You should be used to the idea that an employer can’t unilaterally impose a change in somebody’s contract of employment, without it being a breach that the employee can potentially accept and bring their employment to an end. We all aim to seek agreement with staff when we are changing things, so we can all move forward happily.
There has always been a grey area where it is possible for somebody to ‘work under protest’ and not accept change, preserving their rights to complain over the particular change but they’d need to be pretty clear about their objection saying, “I’m working under protest” or they risk being seen as having accepted the change.
A case involving a change to staff pay has thrown the cat amongst the pigeons, and in this particular case a pay freeze was imposed meaning that the normal contractual pay progression up a graded scale was suspended.
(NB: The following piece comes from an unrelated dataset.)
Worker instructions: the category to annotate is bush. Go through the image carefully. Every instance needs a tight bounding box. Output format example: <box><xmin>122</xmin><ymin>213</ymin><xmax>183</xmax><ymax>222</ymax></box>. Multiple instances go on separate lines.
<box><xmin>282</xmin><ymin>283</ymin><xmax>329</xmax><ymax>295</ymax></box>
At the time this was imposed the trade unions had threatened industrial action, however in the end the union couldn’t garner sufficient support in a formal ballot. The employer repeated this again a few years later. This time the union lodged a formal collective grievance and a number of staff brought an unlawful deduction from wages claims.
The issue relating to this went all the way to the court of appeal, with them arguing about the contractual status and the right to have a pay increase. When it reached that court, the court took an approach to the interpretation of the situation that was a very pragmatic approach to the operation of the pay spine, and said that everybody had a reasonable expectation to move up that spine on an annual basis. Thus when discussions were entered into with the trade union about the proposed changes they understood that people were being asked to give up their right to that progression. The interesting point for the purposes of this blog is that the court upheld the employees hadn’t agreed to a variation of their contract.
They acknowledged there is probably a spectrum of circumstances. Continuing to work following a pay cut isn’t necessarily acceptance: a court would have to look at the particular circumstances of the case. At the other end of the spectrum will be a case where it is fair to say an employee loses their rights because they have done nothing. Looking at the circumstances, the judge would have to consider whether continuing in work was capable of a different explanation other than accepting the varied terms. They also accepted that protest or objection via a union will negate an inference of acceptance, even if the employees themselves aren’t saying or doing anything. They also noted historical cases where it seemed that after a certain period of time people were taken to have accepted a change and that seems fairly arbitrary: how do you know when that cut off point is?
In the particular case concerned, the employees had themselves been quiet in the face of the change because of their fears of redundancy. The proposed change was wholly disadvantageous to the staff. It was something that had been imposed unilaterally without any attempt to come to an agreement because of the history of dispute. The employer could have said to the staff that if they continued in work beyond a particular date they would be interpreted as having agreed to the change, but they didn’t. The judge said such an ultimatum wouldn’t automatically mean the staff accepted the change but at least it would have made the position clear (and the employer’s argument stronger). The court wasn’t prepared to accept that failing to take industrial action was the same as accepting a variation. The employees were, therefore, entitled to arears of pay equivalent to what they would have earned if the pay progression had operated in the years that it had been frozen.
What is apparent from the case is that there was a fine balance of arguments on both sides and in determining on which side the balance would fall the court effectively went with the employees, attempting to say that faced with a balanced argument a court is inclined to put the burden on the employer of having to show that agreement had been reached.
If you’re introducing any changes you need to be careful to ensure that you have signed agreement to revise terms, for example, on a signature slip at the bottom of a letter, an email reply voting button agreeing acceptance etc. rather than just assuming that because somebody is continuing working, they are happy to accept the change.